StudySmarter Expert Advice🤫
We think this is how you could land Lead Machine Learning Engineer (Chat)
✨Tip Number 1
Network like a pro! Reach out to folks in the industry, attend meetups, and connect on LinkedIn. You never know who might have the inside scoop on job openings or can refer you directly.
✨Tip Number 2
Show off your skills! Create a portfolio showcasing your machine learning projects. Whether it's a GitHub repo or a personal website, let your work speak for itself and make it easy for potential employers to see what you can do.
✨Tip Number 3
Prepare for interviews by practising common technical questions and scenarios related to machine learning. Mock interviews with friends or using online platforms can help you feel more confident and ready to impress.
✨Tip Number 4
Don’t forget to apply through our website! We love seeing applications from talented individuals like you. Tailor your application to highlight how your experience aligns with the role, and let us know why you're excited about joining our team.
We think you need these skills to ace Lead Machine Learning Engineer (Chat)
Some tips for your application 🫡
Tailor Your CV:Make sure your CV reflects the specific skills and experiences mentioned in the job description. Highlight your experience with machine learning models, data science, and any relevant projects you've led.
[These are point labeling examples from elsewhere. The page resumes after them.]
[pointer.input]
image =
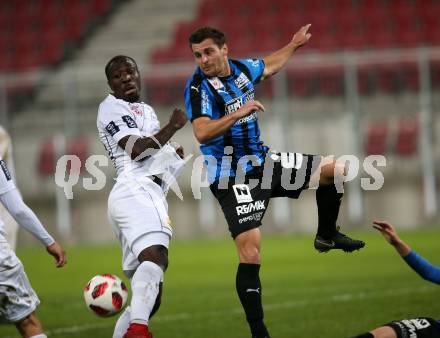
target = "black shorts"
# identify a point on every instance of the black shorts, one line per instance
(421, 327)
(244, 199)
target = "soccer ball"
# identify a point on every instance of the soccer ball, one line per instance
(105, 295)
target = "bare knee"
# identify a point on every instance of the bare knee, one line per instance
(29, 326)
(248, 246)
(157, 254)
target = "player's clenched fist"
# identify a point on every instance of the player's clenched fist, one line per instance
(302, 36)
(178, 118)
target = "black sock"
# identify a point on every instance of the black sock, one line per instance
(365, 335)
(249, 291)
(328, 200)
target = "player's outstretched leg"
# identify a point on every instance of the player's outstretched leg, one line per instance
(329, 199)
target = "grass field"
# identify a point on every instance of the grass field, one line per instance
(306, 294)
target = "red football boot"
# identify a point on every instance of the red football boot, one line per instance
(137, 331)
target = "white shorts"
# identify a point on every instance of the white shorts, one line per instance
(17, 298)
(138, 213)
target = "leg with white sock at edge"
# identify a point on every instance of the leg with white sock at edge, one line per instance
(329, 180)
(30, 326)
(248, 283)
(122, 323)
(146, 288)
(124, 319)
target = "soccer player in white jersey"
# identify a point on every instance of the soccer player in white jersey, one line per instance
(18, 300)
(144, 160)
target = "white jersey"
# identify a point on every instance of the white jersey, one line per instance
(118, 118)
(22, 214)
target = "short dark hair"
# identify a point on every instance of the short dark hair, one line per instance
(117, 60)
(204, 33)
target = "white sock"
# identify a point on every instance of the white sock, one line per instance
(145, 288)
(122, 323)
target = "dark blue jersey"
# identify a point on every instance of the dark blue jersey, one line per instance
(215, 97)
(425, 269)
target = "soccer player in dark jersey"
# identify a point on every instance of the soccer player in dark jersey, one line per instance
(421, 327)
(243, 172)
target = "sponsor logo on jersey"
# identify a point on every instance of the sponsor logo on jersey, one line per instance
(254, 63)
(5, 170)
(129, 121)
(248, 208)
(288, 160)
(242, 80)
(112, 128)
(242, 193)
(196, 88)
(254, 217)
(237, 103)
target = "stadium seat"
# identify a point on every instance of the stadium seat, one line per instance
(407, 137)
(376, 138)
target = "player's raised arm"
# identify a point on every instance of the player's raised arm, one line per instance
(275, 61)
(205, 128)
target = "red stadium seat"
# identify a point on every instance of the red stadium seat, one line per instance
(407, 137)
(331, 81)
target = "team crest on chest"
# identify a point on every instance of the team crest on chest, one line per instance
(137, 109)
(216, 83)
(242, 80)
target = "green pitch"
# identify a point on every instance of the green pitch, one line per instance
(306, 294)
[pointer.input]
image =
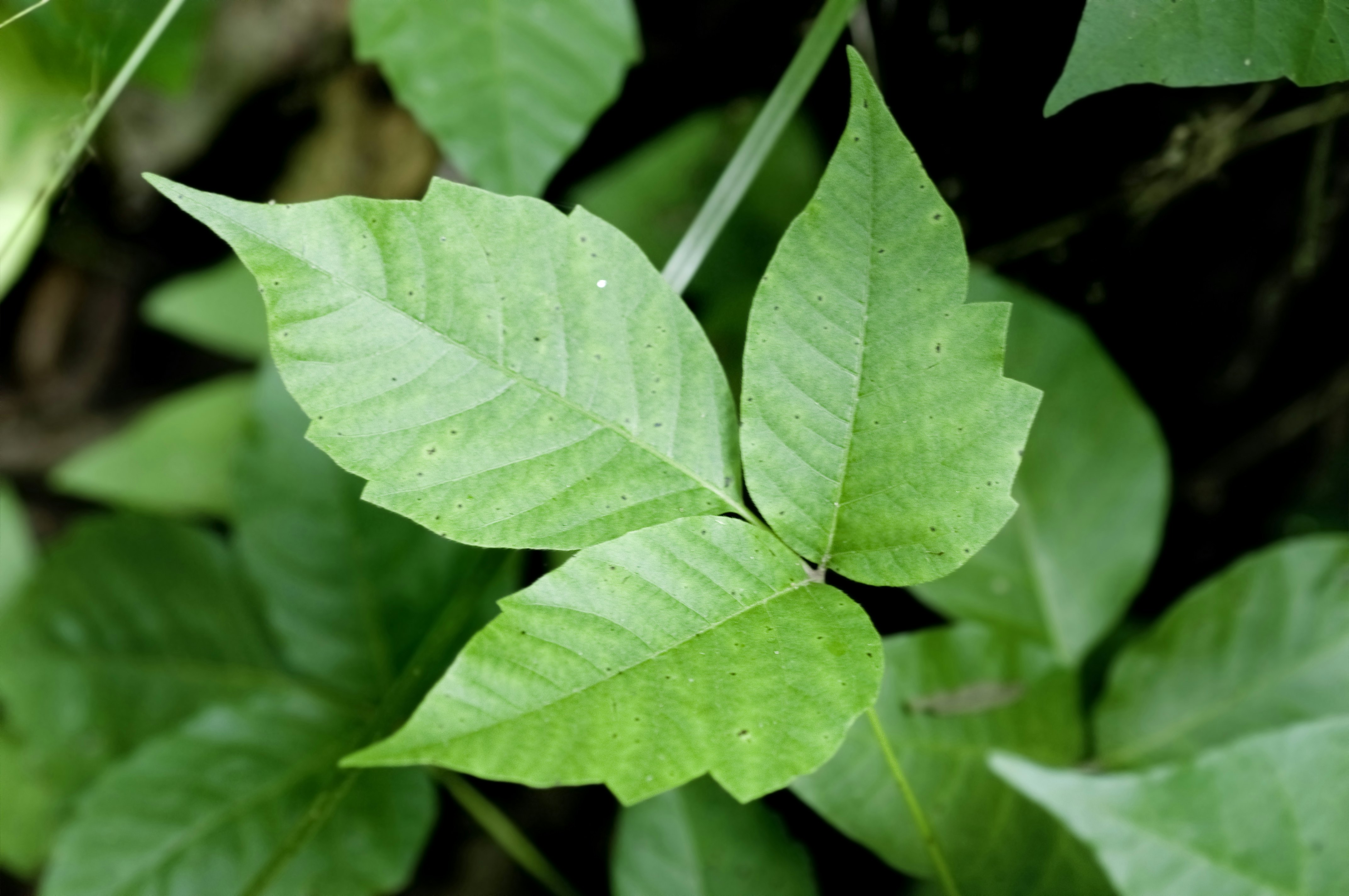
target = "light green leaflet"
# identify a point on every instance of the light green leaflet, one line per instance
(697, 841)
(508, 90)
(351, 589)
(880, 435)
(1262, 644)
(501, 373)
(653, 193)
(1204, 42)
(203, 810)
(218, 308)
(176, 458)
(18, 552)
(129, 627)
(1092, 490)
(949, 697)
(1263, 817)
(644, 663)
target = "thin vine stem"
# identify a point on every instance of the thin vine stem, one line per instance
(921, 820)
(756, 146)
(24, 13)
(91, 125)
(502, 830)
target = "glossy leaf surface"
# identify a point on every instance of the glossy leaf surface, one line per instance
(205, 809)
(950, 696)
(218, 308)
(130, 627)
(502, 374)
(350, 589)
(697, 841)
(508, 90)
(1185, 44)
(176, 458)
(647, 662)
(1262, 817)
(1092, 490)
(1261, 646)
(880, 435)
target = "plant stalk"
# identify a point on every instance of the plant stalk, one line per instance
(502, 830)
(921, 820)
(100, 113)
(756, 146)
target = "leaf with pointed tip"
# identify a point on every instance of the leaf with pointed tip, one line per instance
(501, 373)
(1092, 490)
(1262, 817)
(647, 662)
(176, 458)
(351, 589)
(1186, 44)
(1261, 646)
(508, 90)
(697, 841)
(218, 308)
(949, 697)
(130, 627)
(880, 435)
(204, 810)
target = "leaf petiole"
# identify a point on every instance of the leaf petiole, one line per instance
(911, 799)
(504, 832)
(756, 146)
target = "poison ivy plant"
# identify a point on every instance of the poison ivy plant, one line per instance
(1201, 44)
(176, 458)
(508, 90)
(1262, 817)
(1261, 646)
(216, 308)
(511, 376)
(1092, 490)
(653, 193)
(949, 697)
(697, 841)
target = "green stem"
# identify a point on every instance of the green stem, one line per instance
(502, 830)
(749, 157)
(91, 125)
(921, 820)
(24, 13)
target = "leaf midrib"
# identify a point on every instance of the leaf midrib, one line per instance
(640, 663)
(738, 507)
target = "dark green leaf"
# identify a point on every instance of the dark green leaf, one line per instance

We want to see how you fit into our team!
Craft a Compelling Cover Letter:Your cover letter is your chance to shine! Use it to explain why you're passionate about the role and how your background aligns with our mission at StudySmarter. Don’t forget to mention any experience with LLMs or production tools.
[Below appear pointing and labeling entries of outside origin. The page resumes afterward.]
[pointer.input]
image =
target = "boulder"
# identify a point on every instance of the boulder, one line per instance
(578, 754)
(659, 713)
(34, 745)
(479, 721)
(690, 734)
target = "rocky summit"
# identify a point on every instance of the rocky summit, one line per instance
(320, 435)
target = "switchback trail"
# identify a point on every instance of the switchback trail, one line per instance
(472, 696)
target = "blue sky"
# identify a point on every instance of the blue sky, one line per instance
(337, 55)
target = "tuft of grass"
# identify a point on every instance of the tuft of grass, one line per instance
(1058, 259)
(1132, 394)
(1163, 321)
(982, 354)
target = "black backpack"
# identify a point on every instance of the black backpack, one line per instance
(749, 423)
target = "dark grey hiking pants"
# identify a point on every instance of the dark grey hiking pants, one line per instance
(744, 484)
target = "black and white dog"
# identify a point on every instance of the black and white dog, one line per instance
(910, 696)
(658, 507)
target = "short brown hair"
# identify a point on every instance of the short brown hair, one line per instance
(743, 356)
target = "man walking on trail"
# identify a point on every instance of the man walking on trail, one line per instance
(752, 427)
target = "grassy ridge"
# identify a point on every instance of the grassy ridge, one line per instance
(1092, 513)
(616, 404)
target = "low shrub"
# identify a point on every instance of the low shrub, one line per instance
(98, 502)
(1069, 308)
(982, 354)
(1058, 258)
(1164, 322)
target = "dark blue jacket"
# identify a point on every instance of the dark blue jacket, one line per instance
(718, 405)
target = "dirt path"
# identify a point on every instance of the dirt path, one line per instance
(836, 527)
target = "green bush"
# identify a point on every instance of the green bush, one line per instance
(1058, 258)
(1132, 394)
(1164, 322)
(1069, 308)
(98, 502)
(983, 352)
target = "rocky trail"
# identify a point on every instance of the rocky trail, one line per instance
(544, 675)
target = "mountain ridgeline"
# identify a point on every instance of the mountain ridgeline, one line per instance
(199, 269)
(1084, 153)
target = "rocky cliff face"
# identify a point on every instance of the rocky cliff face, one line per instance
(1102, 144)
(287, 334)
Showcase Your Communication Skills:Since you'll be communicating findings to non-technical stakeholders, make sure to demonstrate your ability to explain complex concepts simply. We love candidates who can bridge the gap between tech and everyday language!
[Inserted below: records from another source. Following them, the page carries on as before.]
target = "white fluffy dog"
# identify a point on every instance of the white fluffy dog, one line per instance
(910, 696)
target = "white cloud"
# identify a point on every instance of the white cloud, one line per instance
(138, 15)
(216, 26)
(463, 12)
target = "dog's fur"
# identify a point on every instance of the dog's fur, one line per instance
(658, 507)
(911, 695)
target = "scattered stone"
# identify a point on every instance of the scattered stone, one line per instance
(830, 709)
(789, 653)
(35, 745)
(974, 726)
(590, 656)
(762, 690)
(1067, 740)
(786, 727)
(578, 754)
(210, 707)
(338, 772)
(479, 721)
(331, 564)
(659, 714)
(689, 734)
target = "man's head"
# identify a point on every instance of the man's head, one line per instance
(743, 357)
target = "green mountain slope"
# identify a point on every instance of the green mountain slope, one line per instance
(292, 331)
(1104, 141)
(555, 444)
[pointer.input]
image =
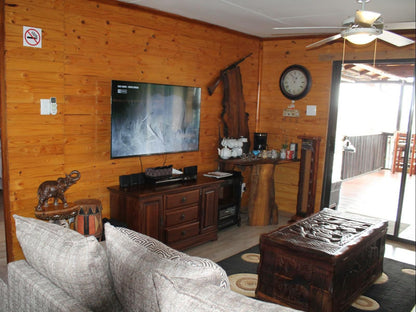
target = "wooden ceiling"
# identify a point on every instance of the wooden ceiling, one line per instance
(361, 72)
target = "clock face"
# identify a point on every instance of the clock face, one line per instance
(295, 82)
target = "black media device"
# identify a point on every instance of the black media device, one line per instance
(132, 180)
(190, 173)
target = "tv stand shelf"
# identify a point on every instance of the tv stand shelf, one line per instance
(182, 214)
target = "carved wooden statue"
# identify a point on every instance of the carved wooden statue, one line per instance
(234, 116)
(56, 189)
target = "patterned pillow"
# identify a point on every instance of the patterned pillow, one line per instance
(75, 263)
(186, 295)
(134, 256)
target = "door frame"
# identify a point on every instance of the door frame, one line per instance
(331, 132)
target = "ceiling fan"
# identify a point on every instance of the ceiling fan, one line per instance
(365, 27)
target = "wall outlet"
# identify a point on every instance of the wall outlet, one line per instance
(310, 110)
(290, 112)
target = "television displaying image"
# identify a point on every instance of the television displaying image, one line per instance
(149, 118)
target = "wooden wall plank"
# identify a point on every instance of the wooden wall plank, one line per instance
(86, 44)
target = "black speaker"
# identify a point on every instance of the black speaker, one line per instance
(137, 179)
(190, 173)
(124, 181)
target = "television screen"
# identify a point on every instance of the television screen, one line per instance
(149, 118)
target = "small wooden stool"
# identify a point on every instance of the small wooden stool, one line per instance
(89, 220)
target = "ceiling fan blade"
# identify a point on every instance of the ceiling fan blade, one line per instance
(323, 41)
(395, 39)
(366, 18)
(308, 27)
(401, 26)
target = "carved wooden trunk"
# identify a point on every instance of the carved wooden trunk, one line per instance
(321, 263)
Apply Through Our Website:We encourage you to apply directly through our website for a smoother application process. It helps us keep track of your application and ensures you don’t miss out on any important updates from us!
How to prepare for a job interview at Cleo AI
✨Know Your Models Inside Out
Make sure you can discuss your experience deploying machine learning models in detail. Be ready to explain the challenges you faced and how you overcame them, especially with LLMs. This shows you not only understand the theory but also the practical application.
✨Brush Up on Your Tech Skills
Since the role requires excellent knowledge of Python and SQL, ensure you're comfortable discussing your coding experience. Prepare to solve a coding challenge or answer technical questions that demonstrate your proficiency in these languages.
✨Communicate Like a Pro
You’ll need to explain complex concepts to non-technical stakeholders, so practice simplifying your explanations. Think of examples from your past work where you successfully communicated findings and how it impacted decision-making.
✨Show Your Leadership Skills
Be prepared to talk about your experience leading projects and teams. Highlight how you developed roadmaps, managed progress, and collaborated with others. This will show that you’re not just a tech whiz but also a great team player and leader.